Sunday, February 20, 2011

2011

I can't believe it's already close to the end of Febuary 2011. Where does the time go? i know it's been a long time since I have written. The 1 yr anniversary of losing SHane has come & gone. It was terrible to be honest. Truman W Smith put on a memorial for their workers and Shane's family. It was heart wretching, almost like losing him all over again, but then it was good to, good to know they still think of him and miss him. They truly loved him as he did them he really loved his job there. Im going to try to write on here more but it will be mainly for me. Not private, anyone who knows about my blog can read it but Im not going to post it right now cause I want it for me.

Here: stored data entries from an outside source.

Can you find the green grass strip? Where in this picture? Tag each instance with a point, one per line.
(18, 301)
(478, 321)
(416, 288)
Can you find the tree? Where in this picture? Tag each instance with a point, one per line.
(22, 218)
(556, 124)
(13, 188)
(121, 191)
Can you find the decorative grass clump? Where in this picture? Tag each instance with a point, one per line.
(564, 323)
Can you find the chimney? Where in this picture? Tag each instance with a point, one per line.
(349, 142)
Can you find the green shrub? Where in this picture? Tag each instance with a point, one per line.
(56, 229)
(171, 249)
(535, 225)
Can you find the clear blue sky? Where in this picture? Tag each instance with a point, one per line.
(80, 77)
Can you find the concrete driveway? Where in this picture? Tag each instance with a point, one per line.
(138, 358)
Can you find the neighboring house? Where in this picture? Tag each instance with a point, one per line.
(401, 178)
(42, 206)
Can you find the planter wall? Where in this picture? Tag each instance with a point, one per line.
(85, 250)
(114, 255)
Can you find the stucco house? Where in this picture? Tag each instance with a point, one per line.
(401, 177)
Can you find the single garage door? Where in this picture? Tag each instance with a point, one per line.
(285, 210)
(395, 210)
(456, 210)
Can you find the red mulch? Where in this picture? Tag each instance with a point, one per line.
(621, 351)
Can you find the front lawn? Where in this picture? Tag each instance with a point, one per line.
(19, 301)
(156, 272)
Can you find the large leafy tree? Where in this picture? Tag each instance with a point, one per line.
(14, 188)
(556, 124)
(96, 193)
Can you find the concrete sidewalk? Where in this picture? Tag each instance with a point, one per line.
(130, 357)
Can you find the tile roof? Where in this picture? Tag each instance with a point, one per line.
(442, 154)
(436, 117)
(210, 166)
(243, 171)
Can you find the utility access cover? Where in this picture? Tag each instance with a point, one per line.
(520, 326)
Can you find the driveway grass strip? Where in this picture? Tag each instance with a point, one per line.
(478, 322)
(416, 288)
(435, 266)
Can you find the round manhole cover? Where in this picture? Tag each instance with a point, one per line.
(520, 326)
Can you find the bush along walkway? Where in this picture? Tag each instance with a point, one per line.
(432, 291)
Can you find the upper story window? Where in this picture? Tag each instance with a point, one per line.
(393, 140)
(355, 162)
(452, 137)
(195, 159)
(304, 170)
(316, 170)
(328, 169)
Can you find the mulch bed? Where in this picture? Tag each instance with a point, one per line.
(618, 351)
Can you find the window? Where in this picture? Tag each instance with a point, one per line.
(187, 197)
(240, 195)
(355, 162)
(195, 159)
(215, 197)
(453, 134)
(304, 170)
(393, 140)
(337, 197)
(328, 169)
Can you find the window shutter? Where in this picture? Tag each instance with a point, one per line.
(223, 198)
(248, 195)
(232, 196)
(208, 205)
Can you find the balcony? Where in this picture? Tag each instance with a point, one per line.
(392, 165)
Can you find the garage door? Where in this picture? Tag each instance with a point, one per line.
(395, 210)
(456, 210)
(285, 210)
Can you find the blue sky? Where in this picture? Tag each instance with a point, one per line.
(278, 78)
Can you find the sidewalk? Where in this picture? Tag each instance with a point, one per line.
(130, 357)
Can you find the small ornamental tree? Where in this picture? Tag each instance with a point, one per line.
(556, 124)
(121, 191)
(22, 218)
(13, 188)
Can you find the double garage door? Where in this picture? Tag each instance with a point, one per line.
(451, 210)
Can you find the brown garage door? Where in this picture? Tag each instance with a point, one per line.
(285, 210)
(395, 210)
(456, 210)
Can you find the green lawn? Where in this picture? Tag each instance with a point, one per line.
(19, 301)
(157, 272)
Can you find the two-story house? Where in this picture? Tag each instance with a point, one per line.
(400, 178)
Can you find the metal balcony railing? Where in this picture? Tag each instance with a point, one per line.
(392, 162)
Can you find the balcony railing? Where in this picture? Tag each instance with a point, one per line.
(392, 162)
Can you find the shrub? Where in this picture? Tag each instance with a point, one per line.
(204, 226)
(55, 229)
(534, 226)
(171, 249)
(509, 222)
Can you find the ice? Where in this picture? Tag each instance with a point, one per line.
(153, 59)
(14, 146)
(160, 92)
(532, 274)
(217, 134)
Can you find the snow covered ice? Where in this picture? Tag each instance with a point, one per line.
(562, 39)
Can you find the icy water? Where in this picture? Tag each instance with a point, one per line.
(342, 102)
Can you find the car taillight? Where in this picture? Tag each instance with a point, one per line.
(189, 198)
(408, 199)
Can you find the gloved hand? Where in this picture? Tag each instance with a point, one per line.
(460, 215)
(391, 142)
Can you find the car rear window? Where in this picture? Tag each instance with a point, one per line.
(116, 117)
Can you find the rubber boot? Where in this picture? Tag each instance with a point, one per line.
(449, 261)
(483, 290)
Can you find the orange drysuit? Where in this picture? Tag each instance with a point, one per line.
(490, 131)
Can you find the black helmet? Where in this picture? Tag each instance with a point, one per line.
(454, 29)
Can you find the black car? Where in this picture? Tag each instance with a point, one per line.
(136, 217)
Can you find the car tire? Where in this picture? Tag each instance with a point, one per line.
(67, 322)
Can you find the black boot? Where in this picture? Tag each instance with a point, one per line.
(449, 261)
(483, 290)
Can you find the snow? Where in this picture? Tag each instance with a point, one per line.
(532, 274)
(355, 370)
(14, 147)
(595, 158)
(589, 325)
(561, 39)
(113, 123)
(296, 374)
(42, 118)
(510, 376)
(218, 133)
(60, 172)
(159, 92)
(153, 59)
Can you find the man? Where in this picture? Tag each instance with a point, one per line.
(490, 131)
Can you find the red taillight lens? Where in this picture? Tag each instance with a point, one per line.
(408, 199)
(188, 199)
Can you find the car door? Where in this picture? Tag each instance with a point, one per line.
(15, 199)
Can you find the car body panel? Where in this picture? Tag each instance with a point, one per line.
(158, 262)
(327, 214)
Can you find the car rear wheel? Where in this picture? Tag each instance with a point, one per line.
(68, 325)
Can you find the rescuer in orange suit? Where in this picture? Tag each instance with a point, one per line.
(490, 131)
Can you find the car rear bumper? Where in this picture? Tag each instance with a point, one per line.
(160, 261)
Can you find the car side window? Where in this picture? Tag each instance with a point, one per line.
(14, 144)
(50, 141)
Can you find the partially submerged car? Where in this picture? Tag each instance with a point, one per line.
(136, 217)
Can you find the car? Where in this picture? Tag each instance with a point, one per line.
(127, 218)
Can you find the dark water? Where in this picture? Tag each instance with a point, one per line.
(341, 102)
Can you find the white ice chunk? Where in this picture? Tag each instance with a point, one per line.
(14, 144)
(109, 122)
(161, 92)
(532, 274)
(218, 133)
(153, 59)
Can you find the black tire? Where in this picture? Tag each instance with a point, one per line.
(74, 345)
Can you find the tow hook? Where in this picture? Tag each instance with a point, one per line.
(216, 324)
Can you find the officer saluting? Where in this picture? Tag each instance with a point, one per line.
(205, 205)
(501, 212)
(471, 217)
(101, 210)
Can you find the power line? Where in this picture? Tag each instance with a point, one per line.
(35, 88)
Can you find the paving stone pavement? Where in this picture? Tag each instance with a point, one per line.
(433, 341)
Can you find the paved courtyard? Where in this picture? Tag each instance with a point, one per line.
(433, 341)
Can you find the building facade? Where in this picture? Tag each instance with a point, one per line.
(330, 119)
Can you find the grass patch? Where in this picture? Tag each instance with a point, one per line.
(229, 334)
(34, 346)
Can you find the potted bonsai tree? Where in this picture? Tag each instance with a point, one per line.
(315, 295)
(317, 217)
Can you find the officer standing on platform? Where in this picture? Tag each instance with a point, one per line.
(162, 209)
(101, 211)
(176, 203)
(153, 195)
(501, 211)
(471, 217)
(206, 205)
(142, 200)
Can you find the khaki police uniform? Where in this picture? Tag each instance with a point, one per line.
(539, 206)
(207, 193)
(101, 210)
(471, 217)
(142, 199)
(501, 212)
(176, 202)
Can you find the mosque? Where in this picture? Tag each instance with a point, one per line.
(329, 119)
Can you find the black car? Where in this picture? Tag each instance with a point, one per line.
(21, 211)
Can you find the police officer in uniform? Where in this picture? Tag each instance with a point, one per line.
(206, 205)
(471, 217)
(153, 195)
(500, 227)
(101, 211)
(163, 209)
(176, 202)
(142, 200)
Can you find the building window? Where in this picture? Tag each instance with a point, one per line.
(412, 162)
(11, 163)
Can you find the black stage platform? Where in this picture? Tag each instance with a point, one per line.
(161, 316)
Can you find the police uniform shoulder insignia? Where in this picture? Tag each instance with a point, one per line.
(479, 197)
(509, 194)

Today is probably not the best day to write here because I feel kind of down. I feel alone and I don't know why. The 3 kids are here. Greg is here but I feel alone....Probably hormones or something. I miss my kids. I still feel such a lose of Shane. He was always just right around the corner, but not anymore. I miss my girls, it feels like forever since Ive seen them, they make me laugh so much! But it will pass. Like I said it's just hormones or just a fleeting feeling. I think it's a normal feeling for a Mother who has lost a child or even one who hasn't but her children are far away. I do not at all resent that they are far away. Both of my girls have made a good life for themselves. They have great husbands, both of them & now Cass has Noah. I truly am blessed by them and by my 3 GRANDchildren who at this moment are in there watching Shrek. They are amazing children.